Yaşı ne olursa olsun, her insanın yaşamına katabileceği her lezzete, her güzelliğe, her sevgiye hakkı vardır. Ahlak ve erdem ilkeleri içinde istek ve arzularına göre yaşayabilecek gücü kendinde bulmalıdır. Kendilerine özen göstermeleri, kadınsa kadın gibi, erkekse erkek gibi olmaları, giyinmeleri, davranmaları, kendilerine gösterdikleri özeni renkle, aksesuarla, kokuyla tamamlama arzusu duymaları diğer insanlara ve kendilerine olan saygının ifadesidir.
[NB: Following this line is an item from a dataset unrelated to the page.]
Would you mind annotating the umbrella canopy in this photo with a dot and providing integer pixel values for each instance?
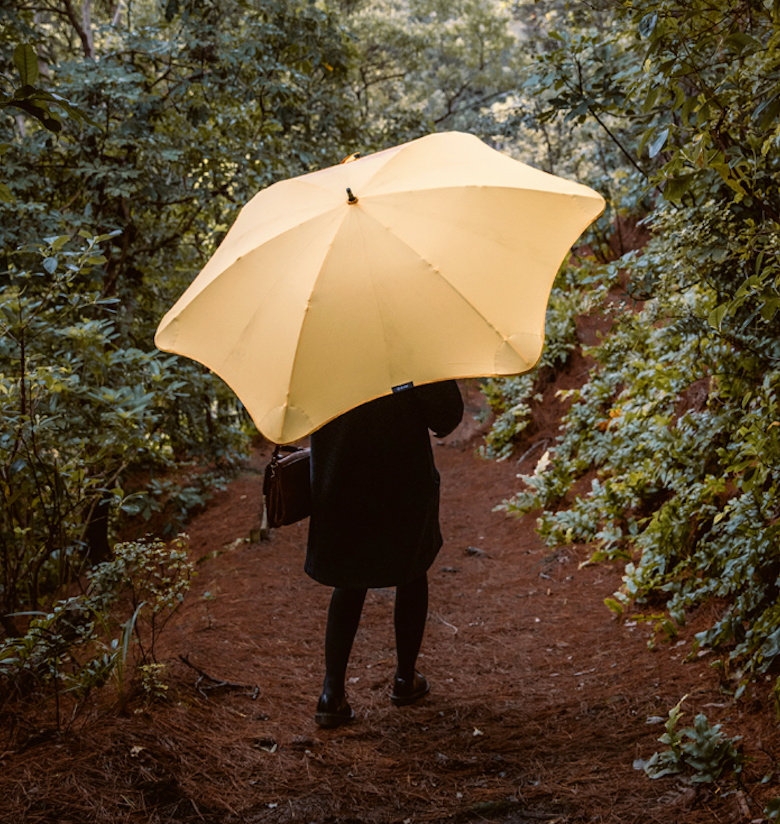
(428, 261)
Tanıdığım bir çiftin her ikisi de 80 yaşını aşmışlardı. Yaptığımız bir sohbette; artık evden fazla çıkmadıklarını, evdeki yaşamlarının ise ne büyük bir güzellik ve lezzet içinde geçtiğini anlatıyorlardı. Sözü biri bırakıp diğeri alıyor ve heyecanla konuşuyorlardı. “Biz kendimizi hiçbir gün yaşlı birer emekli gibi görmedik. Geçmişinde çok lezzetli, unutulmaz anıları olan ve gücü nispetinde onlara bağlı kalan iki insan olarak yaşadık. Heyecanımızı, aşkımızı ve sevgimizi hiç kaybetmedik. Eskiden el ele tutuşmanın bu denli güzel olduğunu hiç fark etmemiştik. Birimizin elini diğerinin tutması, akşam sofrasında yakılan bir mum, televizyonu kapatıp çalınan romantik bir müzik, sürpriz şekilde yanağa kondurulan bir öpücük, hiç düşünmediğin bir anda dudakların birleşmesi, çapkın bir bakış, şuh bir espri bizi hep mutlu etti...” Anlattıkları, her yaşta, 80’de, 90’da hatta daha ilerilerde insanın kendine verebileceği ne büyük ödüller ve yapabilecekleri ne büyük cömertliklerdir.
Aşk, her yaştaki insanın yaşaması gereken bir yüceliştir. Bu yüceliş içinde ve ruhsal değerlerinin aydınlığında yaşayan bir insanın yaşı ne kadar ilerlerse ilerlesin, yüzü her gün biraz daha güzelleşir, yüzünü nurlar aydınlatır, içindeki coşku ise gözlerini parlatır. İçinizde kin, kıskançlık, hasislik varsa, hayatınız monotonlaşmışsa, coşku ve heyecanınız kalmamışsa güzellikler biter. Kendinize özen göstermiyorsanız, kadınlığınızı, erkekliğinizi unutmuşsanız, başka insanları, hayvanları, doğayı sevmiyorsanız, yalnızca kendinize ve kendi çıkarlarınıza odaklanmışsanız siz farkına varmasanız da biliniz ki, çirkinleşiyorsunuz demektir.